De plus, il faut remarquer que la liberté peut être considérée dans les actions de la volonté avant l'accomplissement ou pendant l'accomplissement.


Considérée dans ces actions avant l'accomplissement, elle implique l'indifférence prise au second sens, et non au premier. Et bien que nous puissions dire, quand nous opposons notre propre jugement aux commandements des autres, que nous sommes plus libres de faire les choses pour lesquelles rien ne nous a été prescrit par les autres et dans lesquelles il nous est permis de suivre notre propre jugement que de faire celles qui nous sont interdites, nous ne pouvons pas dire de la même façon, quand nous opposons les uns aux autres nos jugements ou nos connaissances, que nous sommes plus libres de faire les choses qui ne nous semblent ni bonnes ni mauvaises, ou dans lesquelles nous voyons autant de bien que de mal que de faire celles où nous voyons beaucoup plus de bien que de mal. Une plus grande liberté consiste en effet ou bien dans une plus grande facilité de se déterminer, ou bien dans un plus grand usage de cette puissance positive que nous avons de suivre le pire, tout en voyant le meilleur. Si nous prenons le parti où nous voyons le plus de bien, nous nous déterminons plus facilement ; si nous suivons le parti contraire, nous usons davantage de cette puissance positive ; ainsi, nous pouvons toujours agir plus librement dans les choses où nous voyons plus de bien que de mal, que dans les choses appelées par nous indifférentes. En ce sens on peut même dire que les choses qui nous sont commandées par les autres et que sans cela nous ne ferions point de nous-mêmes, nous les faisons moins librement que celles qui ne nous sont pas commandées ; parce que le jugement qu'elles sont difficiles à faire est opposé au jugement qu'il est bon de faire ce qui est commandé, et, ces deux jugements, plus ils nous meuvent également, plus ils mettent en nous d'indifférence prise au premier sens.

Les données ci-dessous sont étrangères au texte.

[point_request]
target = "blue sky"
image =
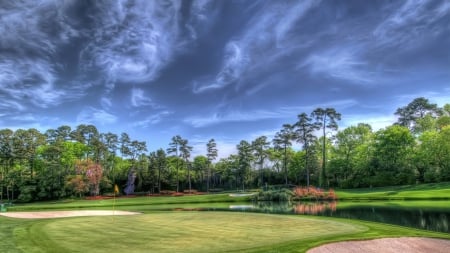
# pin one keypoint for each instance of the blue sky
(228, 70)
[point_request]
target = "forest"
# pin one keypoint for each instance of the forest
(65, 162)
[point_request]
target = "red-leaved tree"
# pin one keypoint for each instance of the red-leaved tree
(93, 173)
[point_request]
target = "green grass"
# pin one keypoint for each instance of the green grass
(188, 232)
(138, 203)
(410, 192)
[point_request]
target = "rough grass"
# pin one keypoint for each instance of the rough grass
(188, 232)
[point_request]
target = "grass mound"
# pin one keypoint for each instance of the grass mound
(174, 232)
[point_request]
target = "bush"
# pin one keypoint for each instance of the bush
(274, 195)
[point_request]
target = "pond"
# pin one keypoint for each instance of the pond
(421, 215)
(428, 215)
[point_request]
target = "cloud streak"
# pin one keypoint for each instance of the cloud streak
(263, 38)
(93, 115)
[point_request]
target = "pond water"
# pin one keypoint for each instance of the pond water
(424, 215)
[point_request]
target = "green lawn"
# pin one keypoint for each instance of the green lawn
(136, 203)
(188, 232)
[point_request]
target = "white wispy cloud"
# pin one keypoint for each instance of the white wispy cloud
(95, 116)
(30, 81)
(32, 32)
(139, 99)
(343, 63)
(256, 115)
(134, 40)
(405, 26)
(235, 116)
(263, 38)
(153, 119)
(234, 64)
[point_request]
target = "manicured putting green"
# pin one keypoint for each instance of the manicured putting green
(175, 232)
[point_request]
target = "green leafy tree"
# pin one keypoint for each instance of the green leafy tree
(409, 115)
(185, 152)
(174, 149)
(393, 147)
(349, 143)
(283, 140)
(260, 148)
(304, 134)
(211, 154)
(244, 161)
(325, 119)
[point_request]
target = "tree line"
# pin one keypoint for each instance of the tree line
(65, 162)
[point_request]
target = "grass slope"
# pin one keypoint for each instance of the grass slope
(188, 232)
(137, 203)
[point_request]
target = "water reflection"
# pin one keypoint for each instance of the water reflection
(415, 217)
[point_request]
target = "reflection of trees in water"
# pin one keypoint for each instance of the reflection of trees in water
(417, 218)
(298, 208)
(315, 207)
(434, 220)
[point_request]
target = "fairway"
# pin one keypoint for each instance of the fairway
(174, 232)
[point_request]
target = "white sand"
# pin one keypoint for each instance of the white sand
(61, 214)
(387, 245)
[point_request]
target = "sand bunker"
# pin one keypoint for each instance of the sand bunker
(61, 214)
(387, 245)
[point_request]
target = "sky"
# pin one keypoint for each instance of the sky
(229, 70)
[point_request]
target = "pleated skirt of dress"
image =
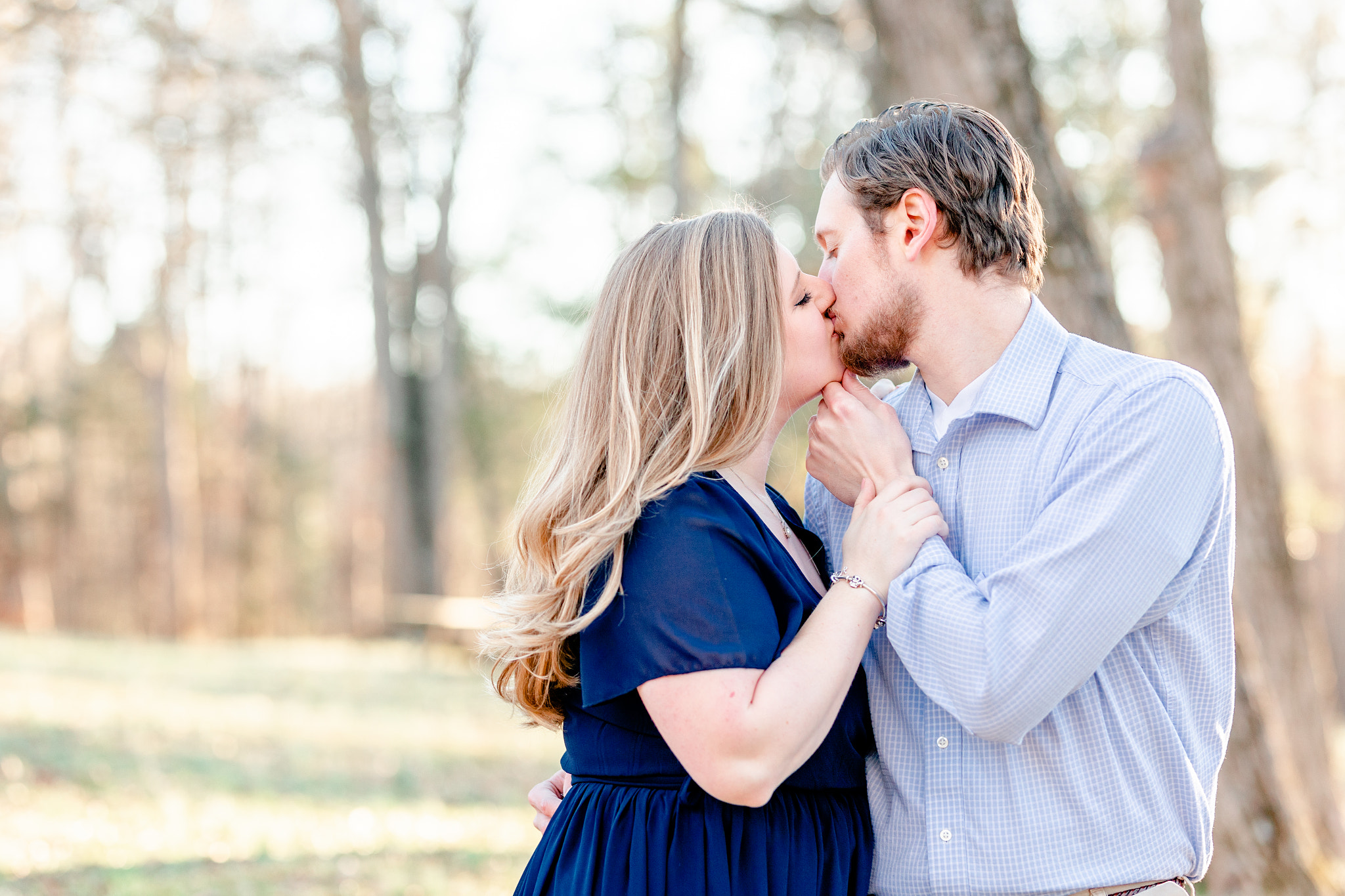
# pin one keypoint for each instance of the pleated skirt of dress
(621, 840)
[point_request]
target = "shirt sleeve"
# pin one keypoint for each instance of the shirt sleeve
(692, 598)
(1128, 515)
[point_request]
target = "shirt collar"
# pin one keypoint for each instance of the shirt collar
(1020, 386)
(1025, 373)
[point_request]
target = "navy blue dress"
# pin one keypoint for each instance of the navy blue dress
(707, 586)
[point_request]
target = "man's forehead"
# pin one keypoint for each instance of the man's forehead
(834, 200)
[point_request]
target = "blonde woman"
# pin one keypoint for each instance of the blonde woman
(671, 613)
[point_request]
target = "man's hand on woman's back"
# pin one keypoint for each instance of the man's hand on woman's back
(546, 798)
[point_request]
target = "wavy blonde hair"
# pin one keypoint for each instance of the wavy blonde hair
(680, 373)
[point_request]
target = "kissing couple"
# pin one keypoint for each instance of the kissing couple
(998, 654)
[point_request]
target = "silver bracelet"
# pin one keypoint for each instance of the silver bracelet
(856, 582)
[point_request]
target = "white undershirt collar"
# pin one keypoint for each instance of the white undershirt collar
(961, 408)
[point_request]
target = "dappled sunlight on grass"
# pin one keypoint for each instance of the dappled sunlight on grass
(129, 762)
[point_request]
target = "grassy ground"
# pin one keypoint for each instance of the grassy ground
(139, 769)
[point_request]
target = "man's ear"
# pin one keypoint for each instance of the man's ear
(911, 223)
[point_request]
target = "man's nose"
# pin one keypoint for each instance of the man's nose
(827, 270)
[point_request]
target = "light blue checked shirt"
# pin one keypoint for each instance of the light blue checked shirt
(1053, 689)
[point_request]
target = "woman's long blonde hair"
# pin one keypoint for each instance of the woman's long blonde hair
(680, 373)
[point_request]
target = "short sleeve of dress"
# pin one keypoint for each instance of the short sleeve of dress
(692, 598)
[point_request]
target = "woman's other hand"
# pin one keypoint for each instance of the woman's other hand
(888, 528)
(546, 798)
(856, 436)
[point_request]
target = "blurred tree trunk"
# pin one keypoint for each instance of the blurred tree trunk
(971, 51)
(678, 72)
(404, 530)
(412, 312)
(440, 269)
(1278, 828)
(163, 366)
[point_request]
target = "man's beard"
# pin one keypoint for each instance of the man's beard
(883, 344)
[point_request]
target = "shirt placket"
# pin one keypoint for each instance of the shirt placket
(943, 736)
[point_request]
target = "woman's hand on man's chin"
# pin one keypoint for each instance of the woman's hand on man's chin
(854, 436)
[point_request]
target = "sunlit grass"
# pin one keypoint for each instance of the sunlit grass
(135, 767)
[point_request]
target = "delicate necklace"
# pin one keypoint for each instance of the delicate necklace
(785, 527)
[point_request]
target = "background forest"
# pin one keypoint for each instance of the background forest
(288, 285)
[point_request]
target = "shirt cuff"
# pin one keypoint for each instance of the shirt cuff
(933, 554)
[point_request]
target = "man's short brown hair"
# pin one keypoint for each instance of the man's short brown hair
(977, 174)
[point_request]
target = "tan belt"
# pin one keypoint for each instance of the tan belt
(1172, 887)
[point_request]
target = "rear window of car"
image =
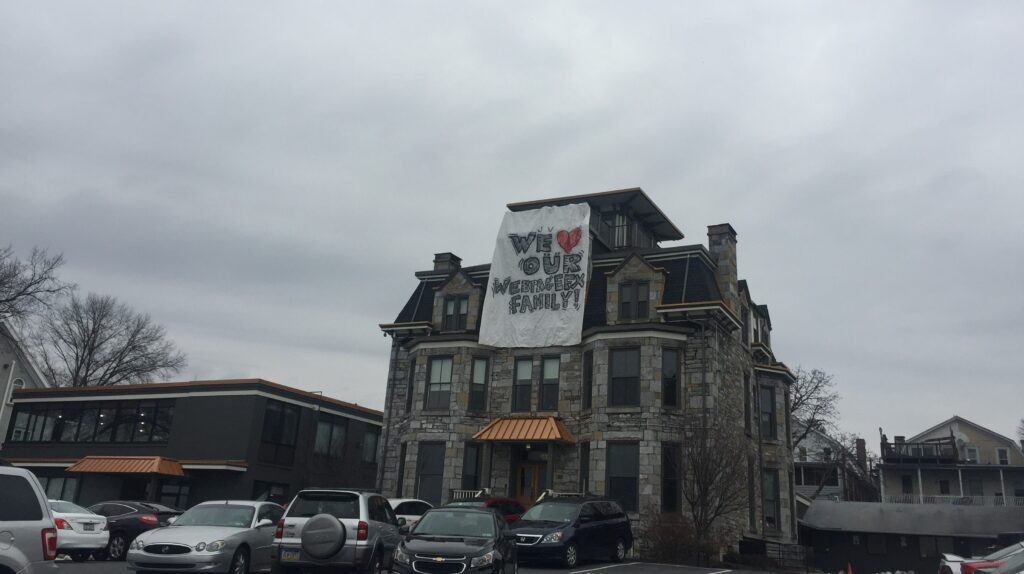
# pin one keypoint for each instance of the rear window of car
(339, 504)
(17, 499)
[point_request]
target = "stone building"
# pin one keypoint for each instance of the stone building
(668, 334)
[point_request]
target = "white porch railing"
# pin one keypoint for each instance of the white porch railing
(949, 499)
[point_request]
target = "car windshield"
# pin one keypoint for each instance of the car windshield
(338, 504)
(67, 508)
(463, 524)
(217, 515)
(552, 512)
(1004, 553)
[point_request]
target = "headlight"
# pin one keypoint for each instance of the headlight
(400, 557)
(484, 560)
(552, 537)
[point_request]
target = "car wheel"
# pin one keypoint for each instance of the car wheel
(240, 563)
(570, 557)
(118, 546)
(620, 553)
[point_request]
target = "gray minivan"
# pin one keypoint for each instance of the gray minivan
(28, 537)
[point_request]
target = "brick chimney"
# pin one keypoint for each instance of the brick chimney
(862, 453)
(446, 262)
(722, 246)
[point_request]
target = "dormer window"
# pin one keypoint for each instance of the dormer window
(633, 300)
(456, 311)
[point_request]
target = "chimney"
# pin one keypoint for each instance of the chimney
(862, 453)
(722, 246)
(446, 262)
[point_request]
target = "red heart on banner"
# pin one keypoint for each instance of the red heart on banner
(568, 239)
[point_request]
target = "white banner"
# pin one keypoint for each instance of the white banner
(538, 284)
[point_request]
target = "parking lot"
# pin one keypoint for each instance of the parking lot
(602, 567)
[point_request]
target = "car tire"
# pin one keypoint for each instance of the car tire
(619, 554)
(117, 548)
(570, 556)
(240, 562)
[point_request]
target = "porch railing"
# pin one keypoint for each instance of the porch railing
(949, 499)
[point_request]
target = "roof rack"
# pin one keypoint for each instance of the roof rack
(549, 493)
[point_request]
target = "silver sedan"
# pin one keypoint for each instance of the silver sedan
(230, 536)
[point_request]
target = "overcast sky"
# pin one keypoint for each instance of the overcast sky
(263, 179)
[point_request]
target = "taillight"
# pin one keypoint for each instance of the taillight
(49, 537)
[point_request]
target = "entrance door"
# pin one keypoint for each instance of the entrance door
(529, 482)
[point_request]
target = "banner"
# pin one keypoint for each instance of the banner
(538, 284)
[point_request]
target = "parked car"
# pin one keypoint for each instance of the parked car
(128, 519)
(80, 532)
(458, 539)
(410, 509)
(510, 509)
(952, 564)
(28, 536)
(336, 528)
(570, 529)
(231, 536)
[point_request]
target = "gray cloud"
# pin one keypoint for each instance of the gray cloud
(264, 180)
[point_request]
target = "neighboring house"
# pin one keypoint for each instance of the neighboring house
(182, 443)
(666, 332)
(16, 371)
(955, 461)
(825, 470)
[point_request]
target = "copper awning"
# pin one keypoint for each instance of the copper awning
(128, 466)
(525, 429)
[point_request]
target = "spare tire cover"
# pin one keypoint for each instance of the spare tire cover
(323, 536)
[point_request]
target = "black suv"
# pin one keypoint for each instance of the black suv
(570, 529)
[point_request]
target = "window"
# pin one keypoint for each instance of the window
(768, 430)
(456, 311)
(633, 302)
(549, 385)
(672, 454)
(430, 472)
(281, 426)
(585, 467)
(906, 484)
(521, 387)
(439, 386)
(1003, 455)
(371, 437)
(588, 378)
(471, 467)
(478, 388)
(411, 387)
(624, 474)
(771, 501)
(670, 378)
(331, 437)
(625, 378)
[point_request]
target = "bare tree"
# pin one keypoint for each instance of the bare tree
(27, 287)
(99, 342)
(814, 402)
(714, 472)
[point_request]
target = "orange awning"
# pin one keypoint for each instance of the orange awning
(525, 429)
(129, 466)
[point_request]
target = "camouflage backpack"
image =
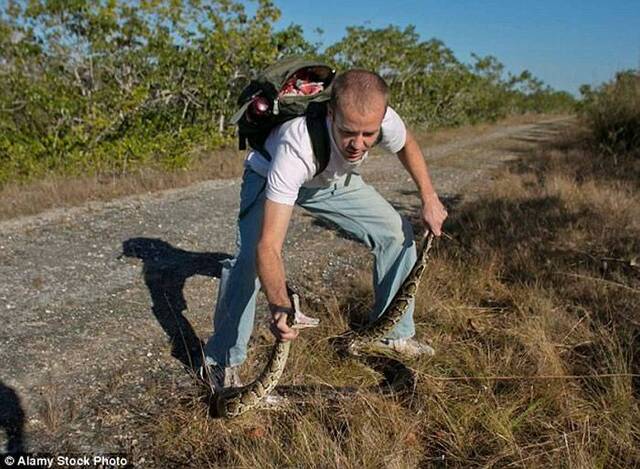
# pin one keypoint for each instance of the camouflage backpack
(291, 87)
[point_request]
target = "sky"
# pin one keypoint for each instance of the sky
(565, 43)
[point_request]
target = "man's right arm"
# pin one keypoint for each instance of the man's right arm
(271, 267)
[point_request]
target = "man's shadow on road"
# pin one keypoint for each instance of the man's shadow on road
(166, 270)
(11, 419)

Considérée maintenant dans les actions de la volonté pendant qu'elles s'accomplissent, la liberté n'implique aucune indifférence, qu'on la prenne au premier ou au deuxième sens ; parce que ce qui est fait ne peut pas demeurer non fait, étant donné qu'on le fait. Mais elle consiste dans la seule facilité d'exécution, et alors, libre, spontané et volontaire ne sont qu'une même chose. C'est en ce sens que j'ai écrit que je suis porté d'autant plus librement vers quelque chose que je suis poussé par plus de raisons, car il est certain que notre volonté se meut alors avec plus de facilité et plus d'élan."


- René Descartes, Lettre au P. Mesland du 9 Février 1645 (deuxième lettre datée du 9 février 1645 dans cette édition), in Oeuvres et Lettres, Gallimard, coll. "Bibliothèque de la Pléiade", 1953, p. 1177-1178.